Heute tendiert alles dazu, immer größer, immer lauter zu werden. Welche Rolle kommt in diesen Zeiten der Kammermusik zu?
Niklas Schmidt: Es gibt viele Menschen, die sich gerne große Orchester anhören, und natürlich gibt es auch immer Leute, die lieber Kammermusik hören wollen. Mein Empfinden als Musiker ist allerdings, dass die Ernsthaftigkeit, Kammermusik zu machen, bei vielen nicht mehr so da ist. Als ich jung war, dachte ich: Ich mache jetzt Kammermusik und das ist mein ganzes Leben. Heute gibt es das so nicht mehr. Kammermusik hat so eine reichhaltige, feine Literatur. Das ist schon eine Lebensaufgabe und auch eine große Freude, aber man muss sich dafür auch ein bisschen hinter die Musik stellen. Die Disziplin, die Eigenverantwortung für das, was man tut, die sehe ich nicht mehr. Man kann das natürlich nicht verallgemeinern, aber ich empfinde es so.
Woran könnte das liegen?
Schmidt: Am Zahn der Zeit, würde ich sagen. Es finden sich auch immer weniger Musiker zu festen Trios oder Streichquartetten zusammen, das sehe ich auch an meinen Studierenden. Viele kennen kaum noch namhafte Trios oder Quartette. Vielleicht liegt das auch ein bisschen daran, dass man heute immer und überall alles hören kann, was man will. Viele haben ja heute gar keinen CD-Player mehr, es geht oft nur noch um iClouds und YouTube. Man guckt sich eine Minute lang dieses an, dann jenes… Ich glaube, die Menschen haben die Zeit nicht mehr, sich hinzusetzen und mal länger als drei Minuten zuzuhören.

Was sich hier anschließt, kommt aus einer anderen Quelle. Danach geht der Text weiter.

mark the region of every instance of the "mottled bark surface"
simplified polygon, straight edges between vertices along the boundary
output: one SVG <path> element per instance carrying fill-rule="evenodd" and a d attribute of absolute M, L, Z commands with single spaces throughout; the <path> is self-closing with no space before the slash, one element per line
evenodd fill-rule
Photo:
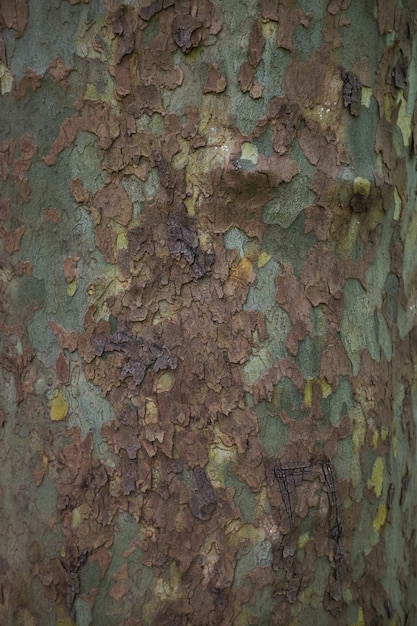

Und das war früher anders?
Schmidt: Ich habe ja mit dem Trio Fontenay eine goldene Zeit erlebt. Die Leute saßen bei Konzerten um einen herum auf der Bühne, der Saal war rappelvoll. Es war eine unglaubliche Stimmung! Das hat natürlich nachgelassen, ebenso die festen Beziehungen zwischen Künstlern und Veranstaltern. Jetzt gibt es ganz viele Konzertreihen oder Festivals, die an einem seidenen Faden hängen. Ich will da nicht schwarzmalen, aber es hat sich schon verändert, und Corona hat dem natürlich nochmal den Dolchstoß gegeben.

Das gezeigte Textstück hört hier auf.